Giving honor where it is owed
I was born too late for Korea and too early for Vietnam. Though the prediction in the early 70s was that children not yet born would fight in Vietnam, thankfully, that was not to be. When I became eligible for the draft in 1975, there was no need for my services. At the time, I could not have been happier that I was headed to Chapel Hill and not Da Nang. But as I got older, I often regretted not serving my country in the military. I have always been, and will forever be grateful for those who have done so.
Last week, I had the opportunity to hear Tim Lee speak at Liberty University.

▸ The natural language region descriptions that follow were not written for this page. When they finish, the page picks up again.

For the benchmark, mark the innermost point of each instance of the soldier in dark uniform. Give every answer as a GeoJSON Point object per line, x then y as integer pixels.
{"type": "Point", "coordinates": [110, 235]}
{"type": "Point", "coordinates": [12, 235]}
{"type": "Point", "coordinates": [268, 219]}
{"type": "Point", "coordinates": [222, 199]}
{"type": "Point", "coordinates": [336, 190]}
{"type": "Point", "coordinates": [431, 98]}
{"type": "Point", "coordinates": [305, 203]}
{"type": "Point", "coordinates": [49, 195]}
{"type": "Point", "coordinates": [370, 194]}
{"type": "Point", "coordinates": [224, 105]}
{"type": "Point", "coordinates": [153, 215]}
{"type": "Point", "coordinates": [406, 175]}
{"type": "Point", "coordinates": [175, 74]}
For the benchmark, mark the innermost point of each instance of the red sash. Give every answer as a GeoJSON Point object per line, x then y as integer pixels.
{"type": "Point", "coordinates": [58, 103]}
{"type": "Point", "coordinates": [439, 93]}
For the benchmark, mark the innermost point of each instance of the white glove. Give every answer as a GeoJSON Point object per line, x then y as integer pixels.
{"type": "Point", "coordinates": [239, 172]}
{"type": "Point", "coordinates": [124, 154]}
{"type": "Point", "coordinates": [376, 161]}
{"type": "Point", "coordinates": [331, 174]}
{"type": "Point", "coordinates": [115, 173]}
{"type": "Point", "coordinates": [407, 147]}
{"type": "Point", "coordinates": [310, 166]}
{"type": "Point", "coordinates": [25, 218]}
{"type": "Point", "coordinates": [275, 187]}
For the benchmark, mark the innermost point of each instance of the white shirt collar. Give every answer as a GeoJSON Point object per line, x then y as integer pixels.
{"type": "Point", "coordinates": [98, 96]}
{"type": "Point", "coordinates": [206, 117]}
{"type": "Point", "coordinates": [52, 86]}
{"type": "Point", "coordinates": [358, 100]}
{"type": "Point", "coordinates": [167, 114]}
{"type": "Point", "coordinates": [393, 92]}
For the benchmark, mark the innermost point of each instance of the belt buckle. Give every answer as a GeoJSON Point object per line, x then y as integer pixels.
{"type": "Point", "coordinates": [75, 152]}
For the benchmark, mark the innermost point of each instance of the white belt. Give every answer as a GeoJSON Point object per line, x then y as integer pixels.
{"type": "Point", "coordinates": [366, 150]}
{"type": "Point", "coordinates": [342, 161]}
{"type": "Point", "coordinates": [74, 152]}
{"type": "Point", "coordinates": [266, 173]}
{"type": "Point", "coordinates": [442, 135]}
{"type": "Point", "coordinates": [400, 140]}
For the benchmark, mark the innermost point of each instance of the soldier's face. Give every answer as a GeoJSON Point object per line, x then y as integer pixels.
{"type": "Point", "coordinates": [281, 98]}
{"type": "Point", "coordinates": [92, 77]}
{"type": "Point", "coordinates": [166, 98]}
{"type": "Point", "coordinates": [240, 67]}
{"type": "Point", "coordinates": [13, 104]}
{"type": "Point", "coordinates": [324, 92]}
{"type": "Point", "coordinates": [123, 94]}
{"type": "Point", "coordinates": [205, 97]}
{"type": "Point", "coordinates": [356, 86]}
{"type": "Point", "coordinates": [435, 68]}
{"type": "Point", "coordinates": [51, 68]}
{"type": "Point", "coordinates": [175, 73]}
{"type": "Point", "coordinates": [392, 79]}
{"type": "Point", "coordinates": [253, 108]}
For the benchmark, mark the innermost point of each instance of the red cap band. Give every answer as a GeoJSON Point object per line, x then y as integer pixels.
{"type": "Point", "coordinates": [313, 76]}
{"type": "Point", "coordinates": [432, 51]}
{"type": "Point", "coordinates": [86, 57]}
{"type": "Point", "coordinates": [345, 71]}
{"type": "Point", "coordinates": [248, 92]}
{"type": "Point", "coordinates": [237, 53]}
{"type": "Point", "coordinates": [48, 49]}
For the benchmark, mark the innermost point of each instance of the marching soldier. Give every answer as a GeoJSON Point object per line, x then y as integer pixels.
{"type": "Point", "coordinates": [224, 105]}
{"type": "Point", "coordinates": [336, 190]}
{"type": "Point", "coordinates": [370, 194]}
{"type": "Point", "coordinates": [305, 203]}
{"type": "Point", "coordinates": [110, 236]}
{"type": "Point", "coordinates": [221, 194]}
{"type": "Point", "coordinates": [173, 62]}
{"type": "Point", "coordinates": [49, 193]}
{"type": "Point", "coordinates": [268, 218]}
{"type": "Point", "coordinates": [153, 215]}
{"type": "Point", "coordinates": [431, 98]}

In 1971, Lee stepped on a 60-pound box mine in Vietnam and lost both of his legs. “One last step, and then it happened — my boot landed squarely on what felt like a miniature volcano. A deafening blast rammed through my body. As Earl Lewis, the fifth man in formation later testified, I disappeared in the sudden eruption. As a cloud of black smoke shot into the sky, hot fire surged through what remained of my legs … Corporal Lee Gore knelt down and picked me up in his arms and braced my back on his knees. He began to pray out loud. I was shaking terribly and literally covered in my own blood.”

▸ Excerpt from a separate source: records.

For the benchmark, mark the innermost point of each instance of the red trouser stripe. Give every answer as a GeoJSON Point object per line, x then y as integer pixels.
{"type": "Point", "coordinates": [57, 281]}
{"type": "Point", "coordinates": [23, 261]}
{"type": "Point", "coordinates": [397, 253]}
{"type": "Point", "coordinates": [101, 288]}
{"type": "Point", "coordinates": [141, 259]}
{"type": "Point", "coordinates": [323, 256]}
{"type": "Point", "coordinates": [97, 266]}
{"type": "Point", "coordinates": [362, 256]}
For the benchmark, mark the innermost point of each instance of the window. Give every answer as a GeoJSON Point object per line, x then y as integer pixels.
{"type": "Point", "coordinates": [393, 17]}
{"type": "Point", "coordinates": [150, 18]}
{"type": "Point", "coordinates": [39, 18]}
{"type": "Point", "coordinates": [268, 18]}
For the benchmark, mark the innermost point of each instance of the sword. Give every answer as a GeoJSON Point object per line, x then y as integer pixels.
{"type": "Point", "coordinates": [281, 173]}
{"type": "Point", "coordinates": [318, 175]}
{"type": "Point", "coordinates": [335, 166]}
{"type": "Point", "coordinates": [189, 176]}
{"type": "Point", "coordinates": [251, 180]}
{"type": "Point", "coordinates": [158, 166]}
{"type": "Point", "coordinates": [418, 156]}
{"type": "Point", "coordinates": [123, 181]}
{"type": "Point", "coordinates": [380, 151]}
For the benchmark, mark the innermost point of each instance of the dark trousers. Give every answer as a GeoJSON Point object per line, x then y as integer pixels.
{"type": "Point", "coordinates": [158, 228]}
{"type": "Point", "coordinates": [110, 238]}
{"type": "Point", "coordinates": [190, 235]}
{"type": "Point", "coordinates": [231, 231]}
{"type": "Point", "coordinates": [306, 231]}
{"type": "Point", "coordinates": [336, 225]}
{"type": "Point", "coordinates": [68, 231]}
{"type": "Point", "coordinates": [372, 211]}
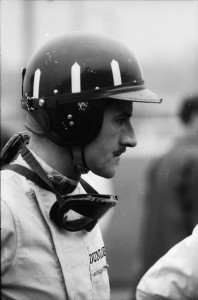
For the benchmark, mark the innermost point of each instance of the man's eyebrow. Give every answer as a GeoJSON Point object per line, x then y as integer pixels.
{"type": "Point", "coordinates": [126, 114]}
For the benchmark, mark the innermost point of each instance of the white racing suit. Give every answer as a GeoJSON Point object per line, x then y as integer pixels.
{"type": "Point", "coordinates": [40, 261]}
{"type": "Point", "coordinates": [175, 275]}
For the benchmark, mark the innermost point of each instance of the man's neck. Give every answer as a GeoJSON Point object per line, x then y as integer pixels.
{"type": "Point", "coordinates": [57, 157]}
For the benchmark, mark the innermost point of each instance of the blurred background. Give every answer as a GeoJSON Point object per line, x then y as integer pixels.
{"type": "Point", "coordinates": [164, 37]}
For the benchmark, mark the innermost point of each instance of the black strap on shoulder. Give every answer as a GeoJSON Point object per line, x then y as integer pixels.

It was a miracle that Lee survived, and there were times during his recovery from 13 major operations that he did not want to live. Since then, Lee has spoken around the world from his wheelchair about his service, his suffering, and his Savior. One of the first things he said to the thousands gathered in the Vine Center on Liberty’s campus was, “Some of you may be offended by what I say to you this morning as I speak honestly about Jesus Christ. But that’s OK. I didn’t travel ten thousand miles to another country and lose my legs just to come back here and be politically correct.”
As we honor veterans this week, I am thankful for men like Tim Lee. There are many more like him, men and women who have served their country in the armed forces. One of those was my uncle.

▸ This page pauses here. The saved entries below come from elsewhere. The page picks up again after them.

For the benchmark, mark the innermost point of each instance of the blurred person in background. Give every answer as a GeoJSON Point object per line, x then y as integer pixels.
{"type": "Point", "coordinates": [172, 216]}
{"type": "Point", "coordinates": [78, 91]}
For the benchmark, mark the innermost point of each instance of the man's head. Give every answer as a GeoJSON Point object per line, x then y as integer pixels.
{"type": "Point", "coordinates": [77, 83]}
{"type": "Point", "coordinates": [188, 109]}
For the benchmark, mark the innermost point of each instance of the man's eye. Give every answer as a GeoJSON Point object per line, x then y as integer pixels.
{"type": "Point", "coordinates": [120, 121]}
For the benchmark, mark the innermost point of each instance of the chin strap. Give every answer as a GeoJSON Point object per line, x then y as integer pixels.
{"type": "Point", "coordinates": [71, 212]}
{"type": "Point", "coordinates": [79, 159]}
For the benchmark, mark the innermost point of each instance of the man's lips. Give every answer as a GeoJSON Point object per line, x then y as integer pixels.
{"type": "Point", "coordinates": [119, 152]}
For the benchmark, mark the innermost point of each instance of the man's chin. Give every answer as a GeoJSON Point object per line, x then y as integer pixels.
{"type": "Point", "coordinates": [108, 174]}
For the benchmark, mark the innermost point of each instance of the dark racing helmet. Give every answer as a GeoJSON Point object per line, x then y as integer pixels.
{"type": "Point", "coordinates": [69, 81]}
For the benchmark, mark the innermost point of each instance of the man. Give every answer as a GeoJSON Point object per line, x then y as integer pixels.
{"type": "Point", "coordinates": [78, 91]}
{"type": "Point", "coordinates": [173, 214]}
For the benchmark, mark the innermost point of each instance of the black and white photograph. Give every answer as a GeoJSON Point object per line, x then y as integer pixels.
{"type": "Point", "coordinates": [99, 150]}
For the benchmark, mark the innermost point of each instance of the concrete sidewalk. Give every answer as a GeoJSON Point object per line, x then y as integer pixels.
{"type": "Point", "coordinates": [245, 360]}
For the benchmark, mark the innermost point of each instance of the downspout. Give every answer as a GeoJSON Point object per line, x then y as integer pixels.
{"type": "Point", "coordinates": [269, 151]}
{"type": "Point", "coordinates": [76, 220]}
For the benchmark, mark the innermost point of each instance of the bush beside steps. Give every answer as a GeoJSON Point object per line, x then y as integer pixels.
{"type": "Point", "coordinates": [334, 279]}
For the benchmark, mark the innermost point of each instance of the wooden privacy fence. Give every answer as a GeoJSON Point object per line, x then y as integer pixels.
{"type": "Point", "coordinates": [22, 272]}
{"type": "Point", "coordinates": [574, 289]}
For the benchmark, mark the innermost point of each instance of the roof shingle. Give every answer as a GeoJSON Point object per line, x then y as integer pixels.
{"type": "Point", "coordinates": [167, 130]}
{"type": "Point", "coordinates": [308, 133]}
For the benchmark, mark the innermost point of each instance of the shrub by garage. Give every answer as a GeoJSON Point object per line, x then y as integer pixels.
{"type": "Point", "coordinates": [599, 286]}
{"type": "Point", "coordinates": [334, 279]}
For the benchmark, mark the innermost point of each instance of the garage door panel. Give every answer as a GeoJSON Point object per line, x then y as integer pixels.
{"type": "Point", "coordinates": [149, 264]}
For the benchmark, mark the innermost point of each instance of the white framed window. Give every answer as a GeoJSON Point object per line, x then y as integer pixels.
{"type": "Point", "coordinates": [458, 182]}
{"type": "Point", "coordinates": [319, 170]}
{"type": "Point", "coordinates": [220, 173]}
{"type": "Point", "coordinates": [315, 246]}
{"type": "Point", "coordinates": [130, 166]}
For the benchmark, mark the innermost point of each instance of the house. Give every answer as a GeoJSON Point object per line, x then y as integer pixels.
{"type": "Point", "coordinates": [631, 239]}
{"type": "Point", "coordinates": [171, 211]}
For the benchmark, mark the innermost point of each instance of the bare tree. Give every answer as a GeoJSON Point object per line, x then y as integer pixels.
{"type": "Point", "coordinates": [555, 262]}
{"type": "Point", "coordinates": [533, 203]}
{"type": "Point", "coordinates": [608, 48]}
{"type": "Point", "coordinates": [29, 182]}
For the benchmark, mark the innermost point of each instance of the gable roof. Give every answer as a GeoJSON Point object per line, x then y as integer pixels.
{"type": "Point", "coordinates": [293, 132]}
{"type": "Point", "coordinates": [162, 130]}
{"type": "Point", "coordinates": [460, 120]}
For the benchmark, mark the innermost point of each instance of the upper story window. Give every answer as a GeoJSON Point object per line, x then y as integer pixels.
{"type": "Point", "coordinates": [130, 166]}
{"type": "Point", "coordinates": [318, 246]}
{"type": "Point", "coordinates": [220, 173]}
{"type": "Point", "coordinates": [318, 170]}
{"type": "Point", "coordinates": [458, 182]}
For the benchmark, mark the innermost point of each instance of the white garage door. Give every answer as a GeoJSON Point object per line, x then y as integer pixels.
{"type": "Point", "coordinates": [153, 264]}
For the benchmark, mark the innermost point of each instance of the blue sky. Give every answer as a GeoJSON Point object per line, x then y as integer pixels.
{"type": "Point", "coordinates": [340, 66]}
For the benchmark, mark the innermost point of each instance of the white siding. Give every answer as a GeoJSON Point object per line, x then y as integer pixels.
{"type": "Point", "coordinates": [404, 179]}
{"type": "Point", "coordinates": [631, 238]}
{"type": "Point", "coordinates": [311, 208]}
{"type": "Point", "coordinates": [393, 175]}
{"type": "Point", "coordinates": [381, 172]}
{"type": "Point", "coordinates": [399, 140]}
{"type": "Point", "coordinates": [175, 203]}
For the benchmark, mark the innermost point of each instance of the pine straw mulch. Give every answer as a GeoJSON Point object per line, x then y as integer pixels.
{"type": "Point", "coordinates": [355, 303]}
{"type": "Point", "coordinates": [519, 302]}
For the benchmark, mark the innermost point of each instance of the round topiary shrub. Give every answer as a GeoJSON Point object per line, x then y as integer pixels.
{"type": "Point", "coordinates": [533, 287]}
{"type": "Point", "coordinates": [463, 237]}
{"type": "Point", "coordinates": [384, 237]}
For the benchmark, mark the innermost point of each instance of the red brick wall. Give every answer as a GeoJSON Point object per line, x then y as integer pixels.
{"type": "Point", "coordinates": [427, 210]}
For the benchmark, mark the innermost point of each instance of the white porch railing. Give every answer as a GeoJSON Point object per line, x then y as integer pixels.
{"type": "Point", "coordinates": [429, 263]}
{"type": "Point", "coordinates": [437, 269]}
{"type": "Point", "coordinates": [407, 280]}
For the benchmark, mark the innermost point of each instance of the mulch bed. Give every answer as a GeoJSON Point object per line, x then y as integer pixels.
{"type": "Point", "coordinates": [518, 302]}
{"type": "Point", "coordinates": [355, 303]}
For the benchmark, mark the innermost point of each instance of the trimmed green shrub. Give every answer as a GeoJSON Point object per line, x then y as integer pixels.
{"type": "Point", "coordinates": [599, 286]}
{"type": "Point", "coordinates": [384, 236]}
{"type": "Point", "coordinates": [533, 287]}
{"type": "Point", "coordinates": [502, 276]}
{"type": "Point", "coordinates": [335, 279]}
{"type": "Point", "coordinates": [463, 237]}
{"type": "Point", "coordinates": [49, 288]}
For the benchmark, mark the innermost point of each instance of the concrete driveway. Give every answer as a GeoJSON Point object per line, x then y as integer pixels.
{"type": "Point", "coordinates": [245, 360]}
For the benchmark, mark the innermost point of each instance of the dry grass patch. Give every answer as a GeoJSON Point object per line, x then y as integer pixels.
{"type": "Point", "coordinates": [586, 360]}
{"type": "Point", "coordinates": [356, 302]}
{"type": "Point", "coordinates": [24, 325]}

This summer I attended the funeral of William Conrad Fox, who died at the ripe old age of 90. The last time I had seen him, Conrad was living in a healthcare facility in Greensboro. He was in his wheelchair and all dressed up that morning, wearing slacks and a buttoned-up long sleeve shirt, ready to go play bingo down the hall. I asked him if he always dressed up like that and he laughed and said that’s the only way he knows how to dress. I didn’t want to keep him from his bingo game, but Uncle Conrad waved his hand and said there was always another game tomorrow. He told me about joining the Army and serving in the 75th Infantry Division during World War II. He was at the Battle of the Bulge, where the temperatures reached a bone-chilling 20-below zero on the battlefield, and the snow was two feet deep. He joked that the men in his battalion said they wouldn’t have to go to hell, since they had already been there. When he returned home, Conrad couldn’t feel his feet for six months.
The Bible says we are to give “respect to whom respect is owed, honor to whom honor is owed.” Tim, Conrad, and the millions of others who have fought for our freedom, we honor you.